Arrivati sotto casa mia e posteggiato la moto, lui ha chiamato un taxi e siamo rimasti assieme per aspettarlo.



- Tu avevi capito che qualcosa non andava?



- Sì.



- E come hai fatto?



- Perché ci sono passato e quando ho avuto bisogno di aiuto, per uno strano caso del destino, c’eri tu accanto a me, ricordi?



- Sì, me lo sono ricordato poco fa quando ero fra le tue braccia.

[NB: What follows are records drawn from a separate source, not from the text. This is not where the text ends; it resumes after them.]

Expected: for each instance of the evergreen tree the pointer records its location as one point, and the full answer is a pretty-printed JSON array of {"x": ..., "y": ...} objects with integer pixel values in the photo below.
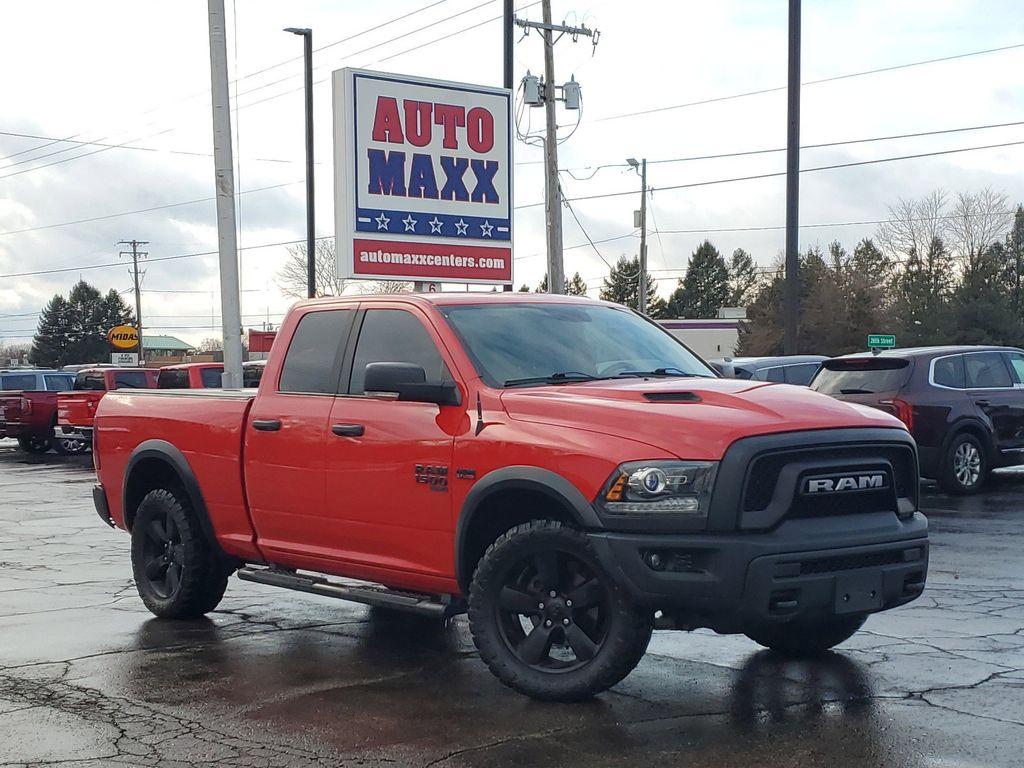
[
  {"x": 705, "y": 289},
  {"x": 982, "y": 304},
  {"x": 623, "y": 285},
  {"x": 577, "y": 286},
  {"x": 742, "y": 279},
  {"x": 53, "y": 344},
  {"x": 921, "y": 294}
]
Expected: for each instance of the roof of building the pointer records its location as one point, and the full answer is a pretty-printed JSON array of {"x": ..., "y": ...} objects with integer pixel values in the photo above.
[{"x": 165, "y": 342}]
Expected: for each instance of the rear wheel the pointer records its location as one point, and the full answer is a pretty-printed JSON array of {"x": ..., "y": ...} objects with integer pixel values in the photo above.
[
  {"x": 807, "y": 638},
  {"x": 177, "y": 572},
  {"x": 548, "y": 620},
  {"x": 965, "y": 467},
  {"x": 35, "y": 443}
]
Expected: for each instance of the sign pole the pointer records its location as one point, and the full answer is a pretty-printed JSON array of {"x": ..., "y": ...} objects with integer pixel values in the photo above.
[{"x": 230, "y": 309}]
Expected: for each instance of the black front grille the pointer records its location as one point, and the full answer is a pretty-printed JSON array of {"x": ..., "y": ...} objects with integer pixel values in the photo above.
[
  {"x": 765, "y": 469},
  {"x": 850, "y": 562}
]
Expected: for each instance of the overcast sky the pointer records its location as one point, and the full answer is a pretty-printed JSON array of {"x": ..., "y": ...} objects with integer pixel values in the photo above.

- Io non so cosa ti abbia fatto, Andrea, ma di certo so che tu stai male.



- Co - come?



- Tranquillo non lo dirò a mia madre, ma sappi che Andrea è stato uno stupido a farti scappare. Ognuno vorrebbe una persona come te accanto.



- Non esagerare.



- Non esagero, dico solo quello che penso e credo che tu sia una bella persona e sono contento che mia mamma lavori a casa tua e ti veda come un figlio.



- Ti ringrazio, ma lei è fortunata ad avere te e Sonia come figli.



- Ecco il taxi. Ricorda, se vorrai bere qualcosa vieni da me, offrirò di nuovo io.



- Grazie



- Non ringraziarmi, ti dovevo un favore e oggi dopo 6 anni te l’ho ricambiato.



- Cosa?



- Ciao piccolo ometto. – ed è sparito nel taxi. Salendo le scale pensavo a quello ultima frase e d’improvviso mi è venuto in mente che quel giorno in cui scoppiò a piangere, salutandomi alla fine disse “Ti devo un favore”.



Messi i piedi in casa, ho parlato un po’ con i miei genitori che mi hanno rivelato di essere un po’ preoccupati per me, ma rassicurandoli, ho loro augurato la buona notte e mi sono chiuso in camera mia. Al computer c’era una finestra di MSN aperta. Era quella di Daniel che mi ricordava, come ogni sera, l’appuntamento per il giorno dopo. Appoggiata la testa sul cuscino, mi sono addormentato in meno di un secondo. Era la prima volta che capitava da quando ho detto addio al mio Andrea.